There have not been any explicit threats to prevent people from making this change, but such is the fear on the ground right now. And the fear is not unfounded. The everyday discrimination against transgender people, both here and the US, is enough to have anyone watching their back.

While society-wide statistics are hard to obtain, one survey found 41 percent of male-identifying respondents, and 28 percent of female-identifying respondents had experienced physical violence within a same-sex intimate relationship. On a worldwide scale, that's translated to more than 2000 transgender people being murdered in the past 16 years.

When acts of violence and hate from transgender people's own families are so prevalent, it is no surprise that the prevalence of mental health issues is sky high.

BeyondBlue's 2014 From Blues to Rainbows Report into the mental health and wellbeing of gender diverse and transgender young people in Australia found that almost half of the young people surveyed had been diagnosed with depression and up to 38 percent have had suicidal thoughts.

And in the wake of the US election, suicide helplines have been inundated with calls. Calls to the Trevor Project, which provides suicide prevention support to lesbian, gay, bisexual and transgender young people, have doubled since the election.

Transgender Day of Remembrance is a time to acknowledge those we have lost, to take stock of where we are and to set a path for progress from here.

The question for Australians is how to tackle transphobia and make sure that we celebrate diversity, including gender diversity, as a strength of our society.

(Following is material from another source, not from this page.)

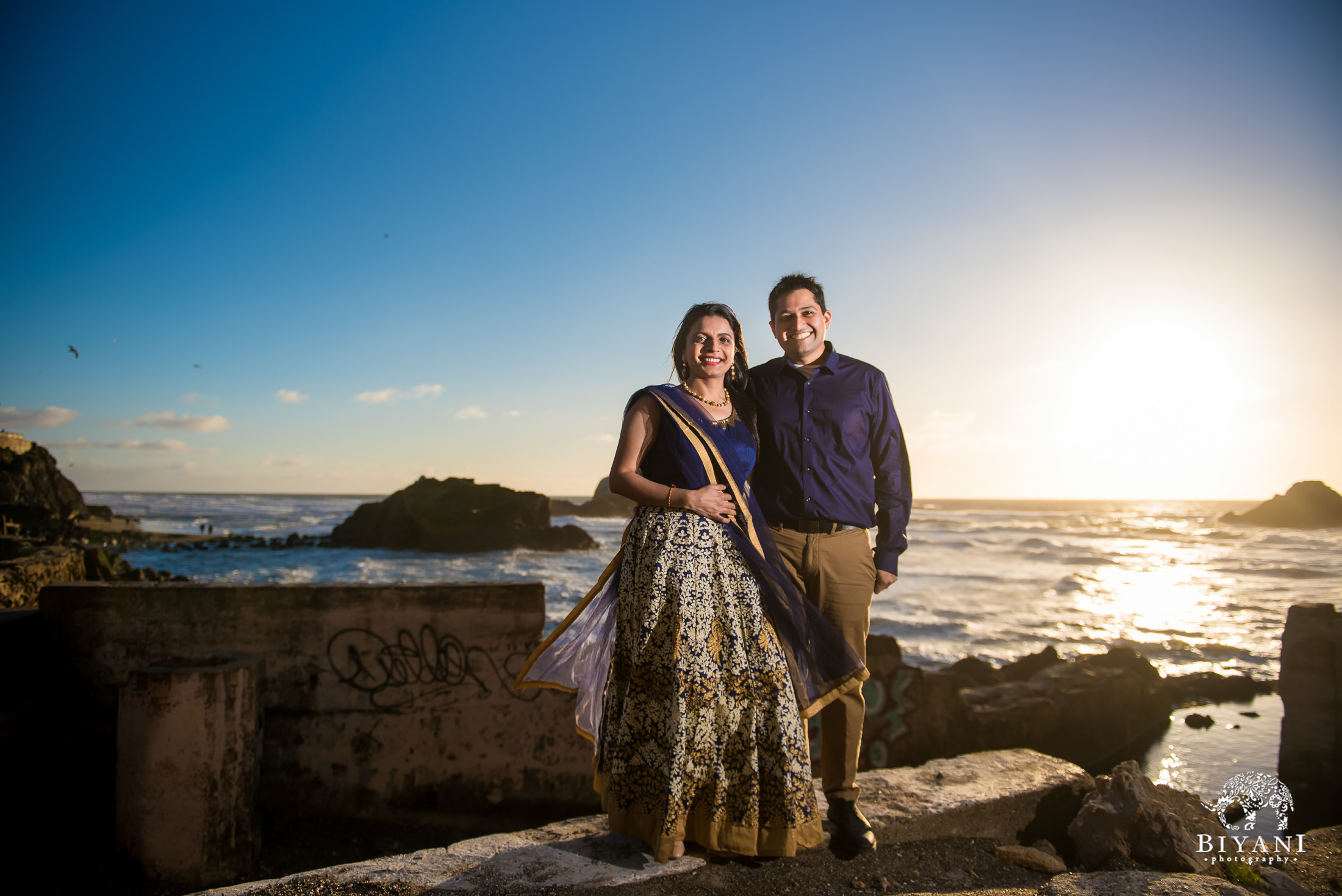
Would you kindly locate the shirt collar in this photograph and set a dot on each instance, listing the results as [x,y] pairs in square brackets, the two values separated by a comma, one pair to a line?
[828,365]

For me, this is deeply personal. My partner Penny came out as transgender almost 20 years ago. She has been fortunate to have strong support networks. We were blessed to celebrate our 30th wedding anniversary earlier this year.

We are committed to making it easier and safer for trans people to thrive with access to support services and health treatments they require.

One step we can make in the political sphere is to reduce the legal hurdles for trans young people to access the hormone treatment they need. Australia is the only country in the world that requires approval from the Family Court for such treatment, which can cost up to $30,000 and take several crucial years.

As one parent of a trans young person told a meeting we had in Parliament in February, "the court process is slow but biology is fast".

We can also rally around the Safe Schools Coalition. The attacks on this program that is proven to reduce the discrimination of LGBTIQ young people have been nothing short of a disgrace.